Beide Beklagten seien hierfür verantwortlich im Sinne von Art. 4 Nr. 7 DSGVO. Denn maßgeblich für einen Anspruch aus Art. 82 Abs. 1 DSGVO sei, so das OLG, die datenschutzrechtliche Verantwortlichkeit, die dann zu bejahen ist, wenn eine natürliche oder juristische Person alleine oder gemeinsam mit anderen über die Zwecke und die Mittel der Verarbeitung von personenbezogenen Daten entscheiden kann und entscheidet. Vor diesem Hintergrund entfalle regelmäßig die Verantwortlichkeit weisungsgebundener Angestellter oder sonstiger Beschäftigter, die eines GmbH-Geschäftsführers allerdings nicht.
Anmerkung
Das Urteil des OLG ist für die Praxis von nicht zu unterschätzender Bedeutung. Das OLG sieht den GmbH-Geschäftsführer neben der Gesellschaft selbst als Verantwortlichen gem. der DSGVO an. Damit besteht ein weiterer Anknüpfungstatbestand für die Außenhaftung des Geschäftsführers. Zwar ist die Haftung eines GmbH-Geschäftsführers im Grundsatz als Binnenhaftung gegenüber der Gesellschaft ausgestaltet. Allerdings besteht auch die Gefahr der persönlichen Haftung des Geschäftsführers gegenüber Gesellschaftsgläubigern. So ist eine Außenhaftung des Geschäftsführers bspw. in Form der cic-Haftung (§§ 280 Abs. 1, 311 Abs. 3 BGB) im Fall der Inanspruchnahme persönlichen Vertrauens oder beim Vorliegen eines wirtschaftlichen Eigeninteresses unter bestimmten Voraussetzungen denkbar. Daneben kann eine solche Haftung gegenüber Dritten insbesondere über Deliktstatbestände (vornehmlich § 823 oder § 826 BGB), aber auch durch spezielle Tatbestände, wie bspw. aus dem Wettbewerbsrecht oder nach dem Urteil des OLG auch aus der DSGVO, begründet werden.

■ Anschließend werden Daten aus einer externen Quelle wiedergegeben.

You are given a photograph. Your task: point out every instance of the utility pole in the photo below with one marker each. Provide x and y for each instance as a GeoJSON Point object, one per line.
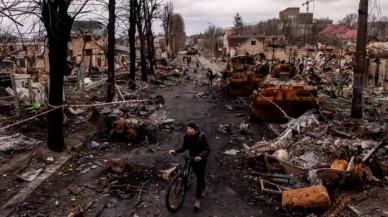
{"type": "Point", "coordinates": [360, 64]}
{"type": "Point", "coordinates": [307, 4]}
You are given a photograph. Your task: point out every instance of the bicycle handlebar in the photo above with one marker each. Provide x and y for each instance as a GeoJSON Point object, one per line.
{"type": "Point", "coordinates": [183, 155]}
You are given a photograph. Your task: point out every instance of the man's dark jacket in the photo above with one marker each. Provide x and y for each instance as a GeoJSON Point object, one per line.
{"type": "Point", "coordinates": [197, 145]}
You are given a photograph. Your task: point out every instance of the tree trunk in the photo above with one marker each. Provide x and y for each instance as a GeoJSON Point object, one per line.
{"type": "Point", "coordinates": [132, 47]}
{"type": "Point", "coordinates": [58, 25]}
{"type": "Point", "coordinates": [150, 45]}
{"type": "Point", "coordinates": [359, 70]}
{"type": "Point", "coordinates": [140, 31]}
{"type": "Point", "coordinates": [110, 55]}
{"type": "Point", "coordinates": [167, 43]}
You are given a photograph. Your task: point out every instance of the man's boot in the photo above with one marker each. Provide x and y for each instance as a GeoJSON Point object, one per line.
{"type": "Point", "coordinates": [197, 204]}
{"type": "Point", "coordinates": [204, 192]}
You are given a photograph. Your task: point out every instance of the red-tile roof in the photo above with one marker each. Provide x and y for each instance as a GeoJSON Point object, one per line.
{"type": "Point", "coordinates": [237, 40]}
{"type": "Point", "coordinates": [343, 31]}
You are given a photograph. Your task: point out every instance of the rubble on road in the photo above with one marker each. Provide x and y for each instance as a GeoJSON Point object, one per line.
{"type": "Point", "coordinates": [244, 73]}
{"type": "Point", "coordinates": [17, 142]}
{"type": "Point", "coordinates": [135, 120]}
{"type": "Point", "coordinates": [321, 151]}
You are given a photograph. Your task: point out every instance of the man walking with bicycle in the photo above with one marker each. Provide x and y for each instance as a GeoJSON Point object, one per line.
{"type": "Point", "coordinates": [196, 142]}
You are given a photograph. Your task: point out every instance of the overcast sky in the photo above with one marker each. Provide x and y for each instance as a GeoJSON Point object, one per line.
{"type": "Point", "coordinates": [198, 13]}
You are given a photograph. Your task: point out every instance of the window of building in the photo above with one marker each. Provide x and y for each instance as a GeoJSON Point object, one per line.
{"type": "Point", "coordinates": [88, 38]}
{"type": "Point", "coordinates": [22, 63]}
{"type": "Point", "coordinates": [88, 52]}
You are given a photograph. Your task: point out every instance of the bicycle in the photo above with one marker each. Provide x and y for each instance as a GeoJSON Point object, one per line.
{"type": "Point", "coordinates": [178, 186]}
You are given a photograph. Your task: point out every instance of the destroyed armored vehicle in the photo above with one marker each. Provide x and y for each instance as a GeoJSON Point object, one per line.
{"type": "Point", "coordinates": [277, 98]}
{"type": "Point", "coordinates": [244, 73]}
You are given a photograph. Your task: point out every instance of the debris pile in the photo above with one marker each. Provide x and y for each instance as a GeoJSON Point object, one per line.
{"type": "Point", "coordinates": [134, 120]}
{"type": "Point", "coordinates": [315, 152]}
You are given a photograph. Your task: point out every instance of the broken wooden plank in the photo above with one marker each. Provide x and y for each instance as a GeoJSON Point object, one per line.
{"type": "Point", "coordinates": [96, 84]}
{"type": "Point", "coordinates": [100, 206]}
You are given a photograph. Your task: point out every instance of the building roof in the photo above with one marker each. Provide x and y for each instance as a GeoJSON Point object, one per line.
{"type": "Point", "coordinates": [229, 32]}
{"type": "Point", "coordinates": [89, 27]}
{"type": "Point", "coordinates": [343, 31]}
{"type": "Point", "coordinates": [122, 48]}
{"type": "Point", "coordinates": [237, 40]}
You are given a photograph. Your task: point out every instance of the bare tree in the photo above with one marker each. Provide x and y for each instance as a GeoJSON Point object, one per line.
{"type": "Point", "coordinates": [177, 33]}
{"type": "Point", "coordinates": [7, 43]}
{"type": "Point", "coordinates": [132, 40]}
{"type": "Point", "coordinates": [55, 17]}
{"type": "Point", "coordinates": [150, 9]}
{"type": "Point", "coordinates": [166, 17]}
{"type": "Point", "coordinates": [110, 55]}
{"type": "Point", "coordinates": [210, 36]}
{"type": "Point", "coordinates": [141, 31]}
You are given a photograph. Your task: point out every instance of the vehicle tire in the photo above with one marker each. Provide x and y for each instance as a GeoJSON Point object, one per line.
{"type": "Point", "coordinates": [190, 179]}
{"type": "Point", "coordinates": [175, 193]}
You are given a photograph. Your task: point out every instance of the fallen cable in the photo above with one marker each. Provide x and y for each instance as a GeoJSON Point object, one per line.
{"type": "Point", "coordinates": [66, 105]}
{"type": "Point", "coordinates": [28, 119]}
{"type": "Point", "coordinates": [138, 198]}
{"type": "Point", "coordinates": [284, 113]}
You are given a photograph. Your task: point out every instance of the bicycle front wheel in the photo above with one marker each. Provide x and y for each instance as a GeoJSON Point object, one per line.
{"type": "Point", "coordinates": [175, 194]}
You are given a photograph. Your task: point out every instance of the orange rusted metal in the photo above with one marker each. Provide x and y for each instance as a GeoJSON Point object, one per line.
{"type": "Point", "coordinates": [292, 96]}
{"type": "Point", "coordinates": [132, 134]}
{"type": "Point", "coordinates": [361, 174]}
{"type": "Point", "coordinates": [339, 165]}
{"type": "Point", "coordinates": [240, 84]}
{"type": "Point", "coordinates": [244, 73]}
{"type": "Point", "coordinates": [159, 99]}
{"type": "Point", "coordinates": [118, 126]}
{"type": "Point", "coordinates": [314, 197]}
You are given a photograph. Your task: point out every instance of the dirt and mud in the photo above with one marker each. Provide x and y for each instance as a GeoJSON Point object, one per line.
{"type": "Point", "coordinates": [88, 183]}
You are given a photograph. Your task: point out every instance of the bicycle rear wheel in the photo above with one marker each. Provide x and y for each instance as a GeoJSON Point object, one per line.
{"type": "Point", "coordinates": [175, 193]}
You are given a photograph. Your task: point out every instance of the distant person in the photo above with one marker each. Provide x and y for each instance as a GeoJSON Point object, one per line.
{"type": "Point", "coordinates": [188, 61]}
{"type": "Point", "coordinates": [210, 76]}
{"type": "Point", "coordinates": [301, 68]}
{"type": "Point", "coordinates": [196, 142]}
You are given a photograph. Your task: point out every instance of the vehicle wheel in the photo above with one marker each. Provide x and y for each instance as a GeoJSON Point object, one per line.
{"type": "Point", "coordinates": [175, 193]}
{"type": "Point", "coordinates": [118, 126]}
{"type": "Point", "coordinates": [132, 134]}
{"type": "Point", "coordinates": [190, 179]}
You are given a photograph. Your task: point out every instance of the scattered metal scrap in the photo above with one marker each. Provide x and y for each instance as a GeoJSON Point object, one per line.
{"type": "Point", "coordinates": [244, 73]}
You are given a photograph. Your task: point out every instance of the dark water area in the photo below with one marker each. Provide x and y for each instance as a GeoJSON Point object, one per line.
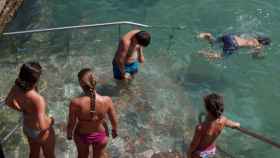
{"type": "Point", "coordinates": [158, 110]}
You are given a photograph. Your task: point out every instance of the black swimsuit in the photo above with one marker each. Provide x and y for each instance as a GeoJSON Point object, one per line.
{"type": "Point", "coordinates": [230, 45]}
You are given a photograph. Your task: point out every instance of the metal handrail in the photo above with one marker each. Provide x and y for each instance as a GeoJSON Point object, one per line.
{"type": "Point", "coordinates": [89, 26]}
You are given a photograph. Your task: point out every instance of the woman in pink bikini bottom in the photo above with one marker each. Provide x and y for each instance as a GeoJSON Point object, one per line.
{"type": "Point", "coordinates": [86, 121]}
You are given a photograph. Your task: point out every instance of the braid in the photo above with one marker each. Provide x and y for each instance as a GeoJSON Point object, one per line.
{"type": "Point", "coordinates": [92, 98]}
{"type": "Point", "coordinates": [87, 76]}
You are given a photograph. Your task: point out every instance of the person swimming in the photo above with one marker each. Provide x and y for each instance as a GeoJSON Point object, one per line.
{"type": "Point", "coordinates": [129, 54]}
{"type": "Point", "coordinates": [87, 115]}
{"type": "Point", "coordinates": [206, 132]}
{"type": "Point", "coordinates": [24, 97]}
{"type": "Point", "coordinates": [231, 43]}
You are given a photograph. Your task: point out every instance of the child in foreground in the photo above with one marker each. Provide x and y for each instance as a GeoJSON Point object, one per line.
{"type": "Point", "coordinates": [203, 143]}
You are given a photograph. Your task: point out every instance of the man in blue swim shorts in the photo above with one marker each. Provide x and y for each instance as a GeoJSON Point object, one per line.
{"type": "Point", "coordinates": [231, 43]}
{"type": "Point", "coordinates": [129, 54]}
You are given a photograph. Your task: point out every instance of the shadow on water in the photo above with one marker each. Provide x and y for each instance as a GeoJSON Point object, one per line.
{"type": "Point", "coordinates": [203, 73]}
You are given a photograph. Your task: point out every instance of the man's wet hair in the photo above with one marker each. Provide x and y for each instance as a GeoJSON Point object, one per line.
{"type": "Point", "coordinates": [143, 38]}
{"type": "Point", "coordinates": [264, 40]}
{"type": "Point", "coordinates": [29, 75]}
{"type": "Point", "coordinates": [214, 104]}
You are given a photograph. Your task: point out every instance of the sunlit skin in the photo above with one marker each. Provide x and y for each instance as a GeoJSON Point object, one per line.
{"type": "Point", "coordinates": [241, 42]}
{"type": "Point", "coordinates": [34, 107]}
{"type": "Point", "coordinates": [207, 132]}
{"type": "Point", "coordinates": [80, 121]}
{"type": "Point", "coordinates": [128, 43]}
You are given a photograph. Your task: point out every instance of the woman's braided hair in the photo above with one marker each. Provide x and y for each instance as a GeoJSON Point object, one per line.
{"type": "Point", "coordinates": [214, 104]}
{"type": "Point", "coordinates": [87, 76]}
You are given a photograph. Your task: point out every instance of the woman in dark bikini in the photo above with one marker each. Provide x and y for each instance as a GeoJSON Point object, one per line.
{"type": "Point", "coordinates": [37, 126]}
{"type": "Point", "coordinates": [202, 145]}
{"type": "Point", "coordinates": [87, 115]}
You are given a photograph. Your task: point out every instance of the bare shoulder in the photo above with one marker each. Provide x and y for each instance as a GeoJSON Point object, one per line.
{"type": "Point", "coordinates": [198, 128]}
{"type": "Point", "coordinates": [107, 100]}
{"type": "Point", "coordinates": [75, 101]}
{"type": "Point", "coordinates": [35, 96]}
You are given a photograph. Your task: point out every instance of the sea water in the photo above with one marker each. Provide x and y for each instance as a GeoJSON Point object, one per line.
{"type": "Point", "coordinates": [158, 110]}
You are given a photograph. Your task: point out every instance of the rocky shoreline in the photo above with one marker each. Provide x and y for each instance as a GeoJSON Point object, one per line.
{"type": "Point", "coordinates": [8, 9]}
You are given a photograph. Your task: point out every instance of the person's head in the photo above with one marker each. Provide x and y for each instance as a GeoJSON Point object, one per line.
{"type": "Point", "coordinates": [263, 40]}
{"type": "Point", "coordinates": [29, 75]}
{"type": "Point", "coordinates": [214, 104]}
{"type": "Point", "coordinates": [143, 38]}
{"type": "Point", "coordinates": [87, 80]}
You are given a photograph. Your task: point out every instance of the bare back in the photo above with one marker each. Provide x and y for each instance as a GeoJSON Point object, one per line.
{"type": "Point", "coordinates": [26, 103]}
{"type": "Point", "coordinates": [82, 107]}
{"type": "Point", "coordinates": [210, 132]}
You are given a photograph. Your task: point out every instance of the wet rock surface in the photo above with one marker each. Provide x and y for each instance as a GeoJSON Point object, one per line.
{"type": "Point", "coordinates": [8, 9]}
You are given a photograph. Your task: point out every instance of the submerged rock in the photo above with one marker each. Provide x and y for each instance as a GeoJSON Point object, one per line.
{"type": "Point", "coordinates": [8, 9]}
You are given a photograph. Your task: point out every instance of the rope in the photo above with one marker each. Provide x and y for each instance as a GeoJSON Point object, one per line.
{"type": "Point", "coordinates": [250, 133]}
{"type": "Point", "coordinates": [259, 137]}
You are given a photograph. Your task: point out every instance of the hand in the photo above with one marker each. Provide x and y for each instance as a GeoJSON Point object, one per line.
{"type": "Point", "coordinates": [114, 133]}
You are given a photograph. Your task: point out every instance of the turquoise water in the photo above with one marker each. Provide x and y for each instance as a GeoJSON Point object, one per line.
{"type": "Point", "coordinates": [158, 110]}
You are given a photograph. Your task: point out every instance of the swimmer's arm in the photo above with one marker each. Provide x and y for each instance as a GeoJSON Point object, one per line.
{"type": "Point", "coordinates": [141, 58]}
{"type": "Point", "coordinates": [231, 124]}
{"type": "Point", "coordinates": [195, 141]}
{"type": "Point", "coordinates": [130, 34]}
{"type": "Point", "coordinates": [11, 101]}
{"type": "Point", "coordinates": [112, 117]}
{"type": "Point", "coordinates": [207, 36]}
{"type": "Point", "coordinates": [40, 105]}
{"type": "Point", "coordinates": [211, 55]}
{"type": "Point", "coordinates": [72, 120]}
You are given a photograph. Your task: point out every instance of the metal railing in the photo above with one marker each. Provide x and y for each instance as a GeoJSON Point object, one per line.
{"type": "Point", "coordinates": [118, 23]}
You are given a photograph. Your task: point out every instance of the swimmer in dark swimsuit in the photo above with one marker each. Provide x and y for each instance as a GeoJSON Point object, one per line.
{"type": "Point", "coordinates": [231, 43]}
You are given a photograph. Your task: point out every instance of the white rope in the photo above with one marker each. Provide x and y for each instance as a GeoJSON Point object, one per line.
{"type": "Point", "coordinates": [89, 26]}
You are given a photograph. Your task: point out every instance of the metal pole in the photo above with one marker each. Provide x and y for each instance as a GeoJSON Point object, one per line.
{"type": "Point", "coordinates": [1, 152]}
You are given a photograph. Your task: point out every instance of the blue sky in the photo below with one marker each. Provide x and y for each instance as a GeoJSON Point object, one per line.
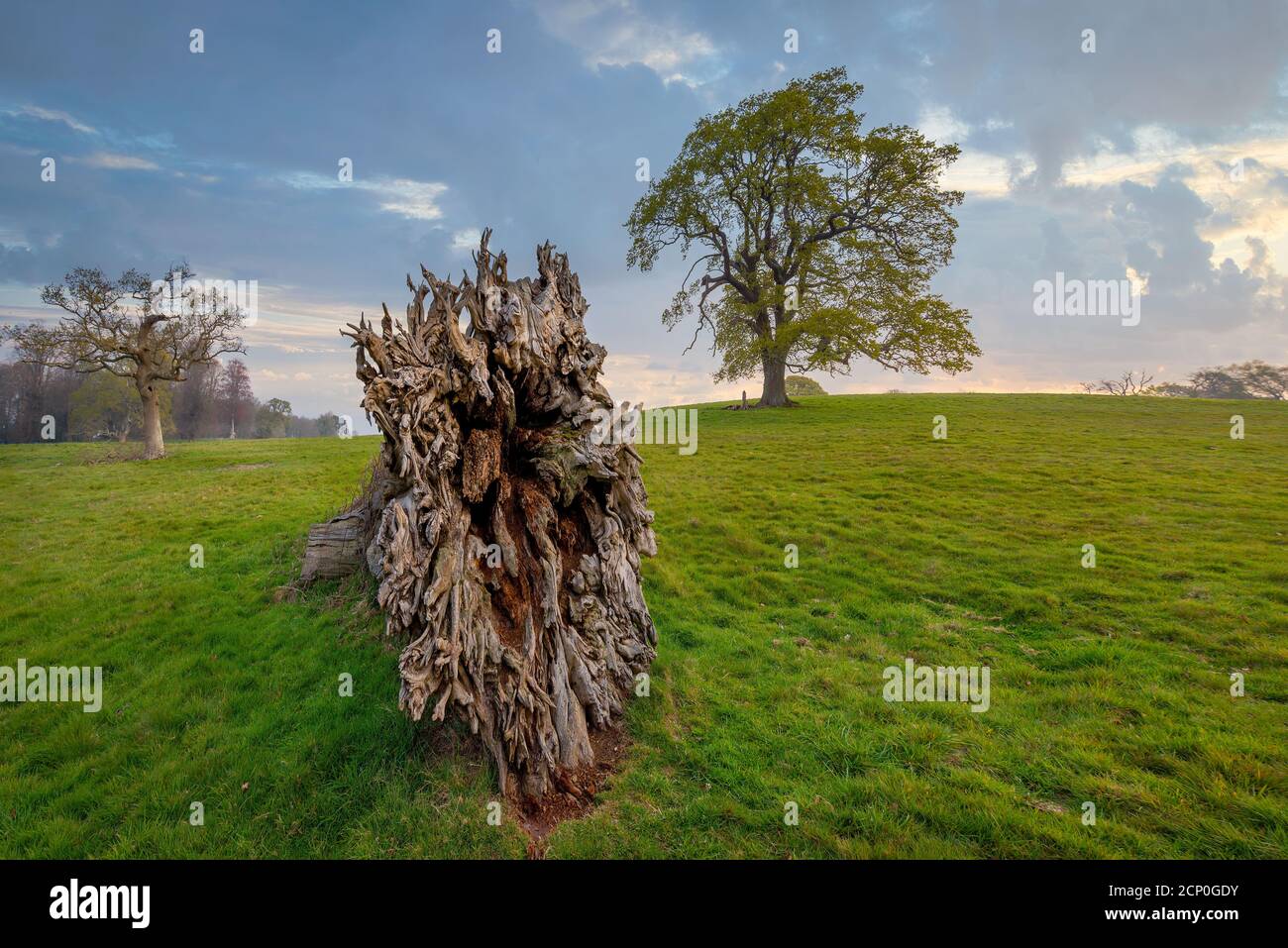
{"type": "Point", "coordinates": [1116, 163]}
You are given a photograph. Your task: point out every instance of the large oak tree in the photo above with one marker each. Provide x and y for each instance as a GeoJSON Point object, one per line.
{"type": "Point", "coordinates": [143, 330]}
{"type": "Point", "coordinates": [818, 241]}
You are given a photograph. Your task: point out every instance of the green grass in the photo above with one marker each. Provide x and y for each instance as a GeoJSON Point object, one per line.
{"type": "Point", "coordinates": [1108, 685]}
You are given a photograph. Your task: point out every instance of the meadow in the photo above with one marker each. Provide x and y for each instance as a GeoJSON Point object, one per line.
{"type": "Point", "coordinates": [1109, 685]}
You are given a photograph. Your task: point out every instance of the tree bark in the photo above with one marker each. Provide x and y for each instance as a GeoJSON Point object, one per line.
{"type": "Point", "coordinates": [507, 540]}
{"type": "Point", "coordinates": [154, 442]}
{"type": "Point", "coordinates": [773, 391]}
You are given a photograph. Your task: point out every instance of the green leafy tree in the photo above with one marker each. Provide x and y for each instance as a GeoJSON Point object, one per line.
{"type": "Point", "coordinates": [818, 241]}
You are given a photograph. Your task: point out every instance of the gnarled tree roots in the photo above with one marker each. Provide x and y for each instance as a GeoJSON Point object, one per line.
{"type": "Point", "coordinates": [507, 543]}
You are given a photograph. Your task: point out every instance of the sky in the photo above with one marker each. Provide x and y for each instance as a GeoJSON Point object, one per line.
{"type": "Point", "coordinates": [1160, 158]}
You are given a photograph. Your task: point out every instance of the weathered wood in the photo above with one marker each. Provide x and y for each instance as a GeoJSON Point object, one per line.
{"type": "Point", "coordinates": [335, 548]}
{"type": "Point", "coordinates": [506, 536]}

Ob sich auch andere Gerichte dieser Rechtsprechung des OLG anschließen werden, bleibt abzuwarten. Denn das Urteil ist insbesondere mit Blick auf die Einordnung des GmbH-Geschäftsführers als Verantwortlichen rechtlich durchaus angreifbar. Die Richter setzen sich insoweit nicht mit der Frage auseinander, unter welchen Voraussetzungen Geschäftsführer tatsächlich eigenständig über die Zwecke und Mittel von Datenverarbeitungen entscheiden. Unter Berücksichtigung der grundsätzlichen Weisungsgebundenheit gegenüber der Gesellschafterversammlung erscheint es naheliegender, Geschäftsführern nur dann eine eigene Verantwortlichkeit zuzusprechen, wenn und soweit sie sich im Einzelfall darüber hinwegsetzen.